Deakin, in the letter, said on May 14, 2014, the same day Capasso submitted the amended proposed contract, that Robert Lynch, a partner with Keefe, called her office. According to Deakin's letter, Lynch said the Consiglios wanted to explore other offers and that Ruth Consiglio wished to sell to Pepe's, "but that Sally's would come back to Al Dente to see if it would be willing to match any higher offers they may receive."
Parnoff said Capasso was not contacted to match any higher offers and he questioned if there ever were any. Deakin, in her letter, said there were at least two higher offers.
It gets more complicated.
In an Aug. 26, 2014, letter, Tara Knight, Marc Keslow, Kristen Keslow and Alphonse DeLucia indicated that they had voted not to join Capasso's suit and that he could not sue on behalf of Al Dente LLC.
The original list of members in Al Dente included Guiseppe DeLucia, not Alphonse DeLucia, but Knight said as representatives of Portofino's, the pair shared membership in Al Dente.
Knight said Capasso dissolved the original Al Dente LLC and reformulated it with his brother, Vincenzo Capasso.
"I'm surprised she said that," Parnoff said.
On Aug. 10, 2015, Judge Matthew Frechette granted the Consiglios' motion for summary judgment, dismissing Capasso's claims, ruling the proposed contract was never signed by the owners of Sally's and the high bid gave Al Dente only the right to negotiate.
Parnoff, in his challenge to the summary judgment ruling, noted that Capasso, in an affidavit, said Knight said that her husband, Keefe, was the sales representative/broker for Sally's working for a commission contingent on the purchase price.
"That is totally false," Knight said in a phone interview. She said he was the attorney for Sally's. Keefe characterized Capasso's statement as "an allegation."

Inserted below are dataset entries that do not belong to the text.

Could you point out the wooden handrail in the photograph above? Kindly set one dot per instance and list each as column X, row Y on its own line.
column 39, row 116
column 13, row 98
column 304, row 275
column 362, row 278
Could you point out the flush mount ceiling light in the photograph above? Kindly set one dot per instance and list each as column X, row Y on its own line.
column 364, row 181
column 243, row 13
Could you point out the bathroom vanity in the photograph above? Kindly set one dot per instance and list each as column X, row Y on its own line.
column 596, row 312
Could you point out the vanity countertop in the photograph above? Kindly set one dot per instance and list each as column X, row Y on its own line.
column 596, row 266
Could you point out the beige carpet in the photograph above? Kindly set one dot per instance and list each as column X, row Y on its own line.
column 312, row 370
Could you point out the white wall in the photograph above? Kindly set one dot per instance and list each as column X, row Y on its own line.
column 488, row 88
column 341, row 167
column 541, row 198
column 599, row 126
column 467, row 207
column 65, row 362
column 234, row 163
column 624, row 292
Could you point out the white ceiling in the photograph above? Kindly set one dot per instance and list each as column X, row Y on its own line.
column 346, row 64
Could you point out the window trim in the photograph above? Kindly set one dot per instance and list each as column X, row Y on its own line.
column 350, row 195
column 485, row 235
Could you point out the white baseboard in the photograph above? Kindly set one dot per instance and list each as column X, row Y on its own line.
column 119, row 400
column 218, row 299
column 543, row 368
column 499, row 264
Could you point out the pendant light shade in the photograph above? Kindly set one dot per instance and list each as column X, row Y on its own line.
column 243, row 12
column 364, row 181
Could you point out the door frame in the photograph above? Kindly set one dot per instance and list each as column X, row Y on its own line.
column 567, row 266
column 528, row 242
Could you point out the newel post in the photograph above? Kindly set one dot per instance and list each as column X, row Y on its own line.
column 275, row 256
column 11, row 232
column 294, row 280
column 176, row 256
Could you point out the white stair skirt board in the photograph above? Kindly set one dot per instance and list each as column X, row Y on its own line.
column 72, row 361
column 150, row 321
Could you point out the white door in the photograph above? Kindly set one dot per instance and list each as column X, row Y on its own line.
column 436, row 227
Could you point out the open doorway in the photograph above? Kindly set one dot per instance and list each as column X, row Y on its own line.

The Lynch, Traub, Keefe & Errante law firm represented the Estate of Flora (Flo) Consiglio, as well as Richard and Robert Consiglio in the suit with Robert Lynch signing much of the correspondence and Keefe authoring several briefs.
Attorney Lawrence J. Greenberg of Bernblum and Greenberg represented Ruth Consiglio.
Capasso has said, according to court documents, that Knight, the Keslows and the DeLucias were investors.
The summary judgment ruling is now on appeal. Parnoff said questions of fact remain; both Keefe and Parnoff predict they will prevail in their efforts at the higher court level.
Complicating the sale further is a second suit that has been filed in the case, with Richard and Robert Consiglio suing Carmen Capasso and Al Dente LLC, as now incorporated, charging them with vexatious litigation, abuse of process and tortious interference with a business expectancy.
The Consiglios say that after negotiations with Capasso failed, he became aware that a sale was pending to a separate buyer. They accuse him of carrying out his suit only to stall the sale of Sally's Apizza to someone else and, as an attorney, he should have known he did not have a case.
They further charge that Al Dente LLC has only two members, Carmen and Vincenzo Capasso, and they incorporated only to sue Sally's owners. The Consiglios are seeking compensatory and punitive damages.